Feeding the beast with our tax dollars…

A story broke in the PR trades this week that much criticized insurance giant, AIG, had decided that public relations was a better way to spend it’s money considering its current position of being between a rock and a hard place...

NEW YORK: Embattled insurance company, American International Group (AIG), has retained Burson-Marsteller for PR services. In doing so, it suspended corporate advertising and other paid outreach efforts to offset the cost, PRWeek has learned. Earlier this month, Bloomberg quoted an e-mail between AIG spokesman Nicholas Ashooh and George Sard, CEO of Sard Verbinnen, discussing the possibility of placing ads to explain why AIG was planning a company conference at a California Ritz-Carlton resort.

The New York Post estimated the amount to be paid to Burson-Marsteller at between $100,000 and $200,000 per month.
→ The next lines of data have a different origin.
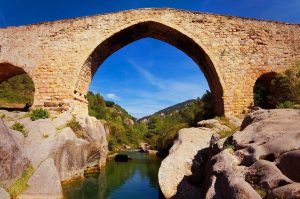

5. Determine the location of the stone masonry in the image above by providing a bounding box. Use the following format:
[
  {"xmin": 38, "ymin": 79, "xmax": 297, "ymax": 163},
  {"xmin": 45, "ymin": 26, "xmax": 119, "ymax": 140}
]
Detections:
[{"xmin": 0, "ymin": 9, "xmax": 300, "ymax": 114}]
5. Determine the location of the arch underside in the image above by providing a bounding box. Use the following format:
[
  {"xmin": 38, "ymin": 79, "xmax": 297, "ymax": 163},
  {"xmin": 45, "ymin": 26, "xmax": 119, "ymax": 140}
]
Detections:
[{"xmin": 75, "ymin": 21, "xmax": 224, "ymax": 114}]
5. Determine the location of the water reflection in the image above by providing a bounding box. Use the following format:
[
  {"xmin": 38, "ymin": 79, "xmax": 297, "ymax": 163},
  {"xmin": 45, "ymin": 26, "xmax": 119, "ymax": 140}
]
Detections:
[{"xmin": 63, "ymin": 152, "xmax": 162, "ymax": 199}]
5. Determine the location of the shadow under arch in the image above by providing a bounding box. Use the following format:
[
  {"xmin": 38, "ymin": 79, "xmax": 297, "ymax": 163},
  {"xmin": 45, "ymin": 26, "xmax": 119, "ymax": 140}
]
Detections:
[
  {"xmin": 0, "ymin": 62, "xmax": 26, "ymax": 83},
  {"xmin": 0, "ymin": 62, "xmax": 35, "ymax": 111},
  {"xmin": 253, "ymin": 71, "xmax": 295, "ymax": 109},
  {"xmin": 74, "ymin": 21, "xmax": 224, "ymax": 115}
]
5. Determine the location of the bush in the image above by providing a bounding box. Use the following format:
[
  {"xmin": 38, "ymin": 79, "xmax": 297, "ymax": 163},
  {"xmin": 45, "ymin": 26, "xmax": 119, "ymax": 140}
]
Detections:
[
  {"xmin": 30, "ymin": 108, "xmax": 50, "ymax": 121},
  {"xmin": 10, "ymin": 122, "xmax": 28, "ymax": 137},
  {"xmin": 66, "ymin": 116, "xmax": 84, "ymax": 138}
]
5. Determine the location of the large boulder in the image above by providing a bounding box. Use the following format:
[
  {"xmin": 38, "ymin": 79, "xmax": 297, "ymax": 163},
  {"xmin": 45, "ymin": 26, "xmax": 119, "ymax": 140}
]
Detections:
[
  {"xmin": 51, "ymin": 116, "xmax": 108, "ymax": 182},
  {"xmin": 17, "ymin": 158, "xmax": 62, "ymax": 199},
  {"xmin": 0, "ymin": 187, "xmax": 10, "ymax": 199},
  {"xmin": 0, "ymin": 119, "xmax": 30, "ymax": 186},
  {"xmin": 203, "ymin": 110, "xmax": 300, "ymax": 199},
  {"xmin": 158, "ymin": 128, "xmax": 214, "ymax": 199},
  {"xmin": 19, "ymin": 118, "xmax": 57, "ymax": 169},
  {"xmin": 278, "ymin": 150, "xmax": 300, "ymax": 182}
]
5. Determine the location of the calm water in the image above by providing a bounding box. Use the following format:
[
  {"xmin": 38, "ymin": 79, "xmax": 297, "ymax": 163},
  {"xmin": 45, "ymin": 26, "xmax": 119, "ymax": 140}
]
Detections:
[{"xmin": 63, "ymin": 152, "xmax": 163, "ymax": 199}]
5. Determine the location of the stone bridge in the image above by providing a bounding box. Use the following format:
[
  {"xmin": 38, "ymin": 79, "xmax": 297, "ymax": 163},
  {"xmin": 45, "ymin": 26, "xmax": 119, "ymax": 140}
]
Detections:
[{"xmin": 0, "ymin": 9, "xmax": 300, "ymax": 114}]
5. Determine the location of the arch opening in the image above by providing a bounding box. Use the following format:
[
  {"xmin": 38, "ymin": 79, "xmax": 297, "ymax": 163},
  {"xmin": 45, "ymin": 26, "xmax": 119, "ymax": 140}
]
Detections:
[
  {"xmin": 74, "ymin": 21, "xmax": 224, "ymax": 115},
  {"xmin": 0, "ymin": 63, "xmax": 35, "ymax": 111}
]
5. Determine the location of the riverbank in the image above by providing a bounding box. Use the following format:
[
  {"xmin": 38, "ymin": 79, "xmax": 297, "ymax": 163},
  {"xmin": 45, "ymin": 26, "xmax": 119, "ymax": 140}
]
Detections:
[
  {"xmin": 0, "ymin": 111, "xmax": 108, "ymax": 199},
  {"xmin": 159, "ymin": 109, "xmax": 300, "ymax": 199},
  {"xmin": 63, "ymin": 151, "xmax": 162, "ymax": 199}
]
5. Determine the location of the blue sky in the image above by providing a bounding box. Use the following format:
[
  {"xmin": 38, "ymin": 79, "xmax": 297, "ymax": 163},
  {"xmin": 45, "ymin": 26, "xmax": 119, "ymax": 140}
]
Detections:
[{"xmin": 0, "ymin": 0, "xmax": 300, "ymax": 117}]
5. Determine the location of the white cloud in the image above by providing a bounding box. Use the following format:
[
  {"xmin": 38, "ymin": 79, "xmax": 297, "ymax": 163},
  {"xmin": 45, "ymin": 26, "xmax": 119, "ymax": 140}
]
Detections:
[{"xmin": 106, "ymin": 93, "xmax": 120, "ymax": 100}]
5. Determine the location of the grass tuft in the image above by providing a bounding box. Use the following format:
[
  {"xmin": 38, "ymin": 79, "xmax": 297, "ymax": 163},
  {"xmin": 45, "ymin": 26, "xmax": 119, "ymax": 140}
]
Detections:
[
  {"xmin": 10, "ymin": 122, "xmax": 28, "ymax": 137},
  {"xmin": 30, "ymin": 108, "xmax": 50, "ymax": 121},
  {"xmin": 7, "ymin": 166, "xmax": 33, "ymax": 198},
  {"xmin": 66, "ymin": 116, "xmax": 84, "ymax": 138}
]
Those are our tax dollars, friend. But blessed be the wise, the company was doing so because it was feeling under a little pressure because of the recent criticisms…

“To spend the taxpayer's money on an expensive ad campaign to apologize for how you used taxpayer money leaves you open to further attacks,” Bloomberg quoted from Sard's e-mail. In September, the Federal Reserve loaned AIG $85 billion; the company received an additional $37.8 billion earlier this month. Some members of Congress had criticized an AIG event that took place after the company received government help. Most recently, AIG was criticized for steep executive payouts , but the company announced on October 22 that the payouts, which included $19 million to its former chief executive Martin Sullivan, were suspended. And last week, AIG agreed to suspend all junkets and perks not justified by legitimate business needs.

An associate of mine here at INK inc. determined that this new PR “defensive” works out to approximately $10,000 per work day…$1,250 per hour. Nice work if you can get it. Even by any of the giant monolithic PR firms’ compensation standards, that’s a healthy hourly fee. Having worked for several of these large firms during my 37-year career, including the recipient of this particular largeness, one can assume that chances are high that the majority of the fee will go against the writing and disseminating of self-serving press releases as a “response to the high volume of requests for information from the media, etc.” Not exactly what I would call a great trade-off for the millions in advertising dollars they were spending on the same message. A press release has little more credibility than an expensive wordy ad unless the news media buys into it. And the likelihood of responsible journalists, who also happen to be taxpayers, doing that is zero to none.

Hey AIG, I have a wild and perhaps even blasphemous suggestion coming from a life-long PR professional… and it won’t cost you a dime. Just cool it for a while, and get back to work for your millions of customers first and your shareholders second. Show some common sense, restraint…and honesty in your dealings with the American public and the news media…not more wasteful spending of our tax dollars on PR consultants.

2 comments:

AimeeKristin said...

I love it. The anti-PR guy PR guy. If I didn't know better, I would think we were related.

Anonymous said...

This could not have been better said.